If a problem arises anywhere on the network, IT’s first response is almost always to throw more bandwidth at it.
If you’ve got a T1 line, then it’s time for a T3. Still too slow? Then go for a 100Mb pipe. But when they look at their actual bandwidth usage they find out they’ve got a 100Mb pipe but are only using 1 percent of it.
Companies that have overbuilt their networks shrug and say they’ll eventually grow into it. A better approach is to build a little ahead of the 8-ball, but manage it as tightly as humanly possible. Understanding what’s happening and having great visibility and control is how you can get the most out of your investment.
At a certain point, bandwidth becomes a status symbol; if a company buys Tier 1 bandwidth, they think it makes them a Tier 1 player. That’s not necessarily the case.
Deep down, ambitious executives believe they will be the next YouTube, and that’s a good thing. So when it comes a time to build, small companies buy expensive servers or managed hosting (‘to grow into’) when a cloud service will serve them surpassingly well. Medium-sized companies buy elaborate blade infrastructures and Tier 1 bandwidth, when they only need downmarket hardware and more affordable hosting solutions. And they will never meet a salesperson who doesn’t agree.”

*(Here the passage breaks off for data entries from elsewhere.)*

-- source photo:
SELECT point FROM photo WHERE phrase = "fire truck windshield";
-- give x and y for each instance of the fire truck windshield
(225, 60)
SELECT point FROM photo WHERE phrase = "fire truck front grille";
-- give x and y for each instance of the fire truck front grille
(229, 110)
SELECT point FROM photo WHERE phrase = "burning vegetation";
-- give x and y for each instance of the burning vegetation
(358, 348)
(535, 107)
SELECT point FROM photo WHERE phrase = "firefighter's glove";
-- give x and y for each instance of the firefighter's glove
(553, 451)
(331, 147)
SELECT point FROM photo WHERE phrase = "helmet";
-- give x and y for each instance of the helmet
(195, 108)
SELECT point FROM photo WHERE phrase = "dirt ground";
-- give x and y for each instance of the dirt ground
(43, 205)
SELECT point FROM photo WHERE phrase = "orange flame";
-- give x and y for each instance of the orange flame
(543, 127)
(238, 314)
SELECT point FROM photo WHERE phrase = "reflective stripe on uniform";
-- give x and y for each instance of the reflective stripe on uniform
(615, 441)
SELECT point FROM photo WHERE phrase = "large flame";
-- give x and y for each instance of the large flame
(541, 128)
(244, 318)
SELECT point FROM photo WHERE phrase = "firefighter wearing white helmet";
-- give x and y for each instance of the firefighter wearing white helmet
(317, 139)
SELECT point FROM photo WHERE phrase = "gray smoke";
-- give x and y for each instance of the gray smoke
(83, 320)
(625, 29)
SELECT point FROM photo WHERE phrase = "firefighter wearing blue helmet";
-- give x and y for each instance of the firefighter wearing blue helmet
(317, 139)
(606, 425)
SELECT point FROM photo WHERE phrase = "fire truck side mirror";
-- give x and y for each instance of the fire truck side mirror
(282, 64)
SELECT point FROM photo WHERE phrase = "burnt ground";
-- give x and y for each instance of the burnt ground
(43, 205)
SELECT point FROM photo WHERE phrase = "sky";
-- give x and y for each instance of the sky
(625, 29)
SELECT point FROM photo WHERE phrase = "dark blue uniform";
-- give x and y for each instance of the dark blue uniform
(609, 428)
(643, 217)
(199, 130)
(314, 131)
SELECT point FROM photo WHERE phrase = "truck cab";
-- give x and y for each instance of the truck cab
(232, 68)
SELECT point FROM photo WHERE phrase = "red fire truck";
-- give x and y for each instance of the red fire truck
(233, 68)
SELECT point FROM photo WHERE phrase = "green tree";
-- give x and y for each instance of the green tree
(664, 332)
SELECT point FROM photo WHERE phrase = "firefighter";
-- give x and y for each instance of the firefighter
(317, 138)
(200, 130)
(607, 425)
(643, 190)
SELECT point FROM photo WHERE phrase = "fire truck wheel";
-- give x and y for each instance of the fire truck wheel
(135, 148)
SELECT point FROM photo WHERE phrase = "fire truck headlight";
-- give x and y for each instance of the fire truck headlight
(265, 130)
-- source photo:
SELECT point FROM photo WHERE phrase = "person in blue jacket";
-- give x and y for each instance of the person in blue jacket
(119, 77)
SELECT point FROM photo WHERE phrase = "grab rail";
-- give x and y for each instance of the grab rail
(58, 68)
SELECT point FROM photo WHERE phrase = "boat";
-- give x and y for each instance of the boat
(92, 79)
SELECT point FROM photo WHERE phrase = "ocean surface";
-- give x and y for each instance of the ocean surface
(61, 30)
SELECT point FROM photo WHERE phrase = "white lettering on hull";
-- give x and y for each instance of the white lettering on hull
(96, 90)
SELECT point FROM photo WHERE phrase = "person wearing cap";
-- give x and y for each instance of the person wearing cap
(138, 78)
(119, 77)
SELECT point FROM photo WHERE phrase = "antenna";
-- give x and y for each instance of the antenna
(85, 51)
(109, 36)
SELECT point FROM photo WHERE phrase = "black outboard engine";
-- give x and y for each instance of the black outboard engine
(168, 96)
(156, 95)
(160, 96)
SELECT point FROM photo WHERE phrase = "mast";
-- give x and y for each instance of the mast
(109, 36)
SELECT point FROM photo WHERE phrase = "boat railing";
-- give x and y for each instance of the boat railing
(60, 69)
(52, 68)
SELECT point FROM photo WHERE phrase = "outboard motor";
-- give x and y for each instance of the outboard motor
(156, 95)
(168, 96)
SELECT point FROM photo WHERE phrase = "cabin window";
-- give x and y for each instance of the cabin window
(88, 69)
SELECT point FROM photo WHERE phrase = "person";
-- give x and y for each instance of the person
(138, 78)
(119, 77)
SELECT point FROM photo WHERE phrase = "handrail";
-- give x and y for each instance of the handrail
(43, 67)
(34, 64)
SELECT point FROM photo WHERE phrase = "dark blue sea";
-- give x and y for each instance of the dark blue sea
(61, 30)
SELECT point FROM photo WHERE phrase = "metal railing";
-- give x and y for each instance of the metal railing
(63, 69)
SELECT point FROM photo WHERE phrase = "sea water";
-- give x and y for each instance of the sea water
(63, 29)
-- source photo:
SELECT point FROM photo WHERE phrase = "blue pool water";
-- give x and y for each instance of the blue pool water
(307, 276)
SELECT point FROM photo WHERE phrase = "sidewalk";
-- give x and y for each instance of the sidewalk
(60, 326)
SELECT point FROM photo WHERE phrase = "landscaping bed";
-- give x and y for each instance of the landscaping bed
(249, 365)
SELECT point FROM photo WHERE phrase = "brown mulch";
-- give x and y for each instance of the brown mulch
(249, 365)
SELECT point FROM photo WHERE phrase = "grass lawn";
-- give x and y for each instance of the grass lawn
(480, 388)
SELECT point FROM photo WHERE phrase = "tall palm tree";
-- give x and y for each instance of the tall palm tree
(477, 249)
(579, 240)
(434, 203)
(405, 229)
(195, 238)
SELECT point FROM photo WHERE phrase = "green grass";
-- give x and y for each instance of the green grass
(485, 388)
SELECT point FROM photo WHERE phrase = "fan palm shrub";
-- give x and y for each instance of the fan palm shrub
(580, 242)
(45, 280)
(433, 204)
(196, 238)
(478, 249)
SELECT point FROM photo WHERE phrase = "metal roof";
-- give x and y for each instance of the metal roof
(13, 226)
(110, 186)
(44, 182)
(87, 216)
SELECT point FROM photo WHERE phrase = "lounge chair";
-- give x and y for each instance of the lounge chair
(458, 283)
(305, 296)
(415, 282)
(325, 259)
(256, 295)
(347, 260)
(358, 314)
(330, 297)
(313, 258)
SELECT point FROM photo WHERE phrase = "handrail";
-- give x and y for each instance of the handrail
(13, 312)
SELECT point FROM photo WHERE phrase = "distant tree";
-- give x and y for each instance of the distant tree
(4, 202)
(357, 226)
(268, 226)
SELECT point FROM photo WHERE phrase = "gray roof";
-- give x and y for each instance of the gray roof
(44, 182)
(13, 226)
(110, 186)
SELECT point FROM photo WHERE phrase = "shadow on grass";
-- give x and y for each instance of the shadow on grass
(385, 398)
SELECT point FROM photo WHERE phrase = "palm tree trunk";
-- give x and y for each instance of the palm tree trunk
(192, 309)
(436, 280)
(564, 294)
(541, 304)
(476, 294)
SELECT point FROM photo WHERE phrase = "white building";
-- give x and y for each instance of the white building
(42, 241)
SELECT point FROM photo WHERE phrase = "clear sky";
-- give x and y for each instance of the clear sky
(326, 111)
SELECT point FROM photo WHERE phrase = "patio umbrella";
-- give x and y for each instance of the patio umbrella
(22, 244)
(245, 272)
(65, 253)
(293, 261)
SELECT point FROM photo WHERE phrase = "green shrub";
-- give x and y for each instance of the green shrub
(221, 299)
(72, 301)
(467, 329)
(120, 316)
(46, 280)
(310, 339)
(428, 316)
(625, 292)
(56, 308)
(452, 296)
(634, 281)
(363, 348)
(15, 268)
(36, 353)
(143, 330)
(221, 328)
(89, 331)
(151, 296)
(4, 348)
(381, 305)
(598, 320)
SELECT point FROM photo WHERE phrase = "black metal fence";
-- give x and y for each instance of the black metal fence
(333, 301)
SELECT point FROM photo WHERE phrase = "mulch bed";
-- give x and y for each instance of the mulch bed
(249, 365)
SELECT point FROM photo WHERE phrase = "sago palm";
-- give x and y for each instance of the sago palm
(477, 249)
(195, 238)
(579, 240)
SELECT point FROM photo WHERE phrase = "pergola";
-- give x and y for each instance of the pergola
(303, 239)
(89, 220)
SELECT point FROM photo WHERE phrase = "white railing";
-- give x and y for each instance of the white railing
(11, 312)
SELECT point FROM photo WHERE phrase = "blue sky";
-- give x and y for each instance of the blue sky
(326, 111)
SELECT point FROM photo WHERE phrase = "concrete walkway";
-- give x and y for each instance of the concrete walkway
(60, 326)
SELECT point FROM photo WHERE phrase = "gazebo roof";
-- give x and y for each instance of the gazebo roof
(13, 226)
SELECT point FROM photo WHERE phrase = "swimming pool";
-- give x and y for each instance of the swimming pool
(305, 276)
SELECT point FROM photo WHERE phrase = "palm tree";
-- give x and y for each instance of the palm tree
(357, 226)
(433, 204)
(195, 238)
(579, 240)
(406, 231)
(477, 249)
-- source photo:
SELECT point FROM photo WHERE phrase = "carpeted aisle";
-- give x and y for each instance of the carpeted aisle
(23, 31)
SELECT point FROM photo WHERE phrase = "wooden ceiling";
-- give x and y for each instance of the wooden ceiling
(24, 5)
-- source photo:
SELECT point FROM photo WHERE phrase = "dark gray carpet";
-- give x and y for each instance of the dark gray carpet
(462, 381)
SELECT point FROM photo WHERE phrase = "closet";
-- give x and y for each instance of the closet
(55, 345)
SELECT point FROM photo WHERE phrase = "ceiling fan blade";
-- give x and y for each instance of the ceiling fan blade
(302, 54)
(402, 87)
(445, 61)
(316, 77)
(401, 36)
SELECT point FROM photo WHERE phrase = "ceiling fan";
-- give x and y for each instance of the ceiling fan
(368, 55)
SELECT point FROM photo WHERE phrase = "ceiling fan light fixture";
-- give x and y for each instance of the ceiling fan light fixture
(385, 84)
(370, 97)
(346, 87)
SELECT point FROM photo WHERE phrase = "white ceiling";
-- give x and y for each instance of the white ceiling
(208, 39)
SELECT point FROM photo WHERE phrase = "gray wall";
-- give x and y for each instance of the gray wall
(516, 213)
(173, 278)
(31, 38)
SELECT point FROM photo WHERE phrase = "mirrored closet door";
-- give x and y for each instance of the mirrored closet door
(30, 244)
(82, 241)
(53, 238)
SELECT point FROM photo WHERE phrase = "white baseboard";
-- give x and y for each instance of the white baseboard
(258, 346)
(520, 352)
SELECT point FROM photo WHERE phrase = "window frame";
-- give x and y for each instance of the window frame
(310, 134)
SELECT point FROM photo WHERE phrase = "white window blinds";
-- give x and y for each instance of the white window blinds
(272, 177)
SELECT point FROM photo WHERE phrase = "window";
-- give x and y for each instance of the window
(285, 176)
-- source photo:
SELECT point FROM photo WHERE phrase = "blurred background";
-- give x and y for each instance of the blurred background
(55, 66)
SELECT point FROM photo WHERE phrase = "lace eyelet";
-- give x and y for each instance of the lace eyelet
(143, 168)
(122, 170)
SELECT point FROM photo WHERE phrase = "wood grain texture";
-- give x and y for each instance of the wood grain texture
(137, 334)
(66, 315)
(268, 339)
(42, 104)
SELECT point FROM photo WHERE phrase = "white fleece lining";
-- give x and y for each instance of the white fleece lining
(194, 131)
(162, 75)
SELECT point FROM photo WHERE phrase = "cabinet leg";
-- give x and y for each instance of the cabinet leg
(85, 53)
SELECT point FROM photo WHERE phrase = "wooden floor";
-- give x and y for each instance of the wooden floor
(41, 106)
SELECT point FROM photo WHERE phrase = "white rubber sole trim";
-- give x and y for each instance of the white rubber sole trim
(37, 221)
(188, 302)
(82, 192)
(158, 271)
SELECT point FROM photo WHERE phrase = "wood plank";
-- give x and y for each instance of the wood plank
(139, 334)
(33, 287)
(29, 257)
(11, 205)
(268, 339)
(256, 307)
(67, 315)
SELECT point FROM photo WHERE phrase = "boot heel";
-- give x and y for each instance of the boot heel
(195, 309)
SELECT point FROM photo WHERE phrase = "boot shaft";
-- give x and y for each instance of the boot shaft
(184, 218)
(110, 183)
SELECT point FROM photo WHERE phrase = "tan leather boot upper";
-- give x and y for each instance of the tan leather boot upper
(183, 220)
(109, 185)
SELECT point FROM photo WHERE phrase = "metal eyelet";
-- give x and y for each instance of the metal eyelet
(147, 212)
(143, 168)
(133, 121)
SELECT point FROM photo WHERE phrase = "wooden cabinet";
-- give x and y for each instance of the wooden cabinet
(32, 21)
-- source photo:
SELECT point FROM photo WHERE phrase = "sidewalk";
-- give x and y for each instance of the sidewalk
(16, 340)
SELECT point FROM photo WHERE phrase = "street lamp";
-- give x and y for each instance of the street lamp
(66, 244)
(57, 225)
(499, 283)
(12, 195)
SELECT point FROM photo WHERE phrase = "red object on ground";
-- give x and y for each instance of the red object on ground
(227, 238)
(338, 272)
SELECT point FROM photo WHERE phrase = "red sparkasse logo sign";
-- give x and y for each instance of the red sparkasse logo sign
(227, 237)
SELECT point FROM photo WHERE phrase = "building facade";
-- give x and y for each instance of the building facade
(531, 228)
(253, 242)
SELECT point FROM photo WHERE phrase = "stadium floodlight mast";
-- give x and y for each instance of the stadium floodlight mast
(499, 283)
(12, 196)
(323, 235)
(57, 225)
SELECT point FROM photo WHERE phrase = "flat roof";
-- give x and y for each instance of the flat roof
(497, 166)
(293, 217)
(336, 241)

Honestly, we have managed to do a complete Internet based architecture before with just 1 MBPS of connection, with a 516 kbps of connection as a backup.
F. IT projects gone wild.
Ambitious, big-budget IT projects often seem to have failure built in from the start. In survey after survey, IT organizations have reported project failure rates of 30 to 70 percent. Trust me, been there, done that.
The tech industry is rife with stories of multi-million-dollar projects that are late, overbudget, or simply abandoned. According to research reports, one out of four IT projects is never completed, collectively costing companies millions to billions in Pesos.
The most common root causes of IT waste I see follows a theme of poor IT project management. The biggest problems? Failure to adopt a standard way to measure a project’s success (or lack thereof) and a hands-off approach from management.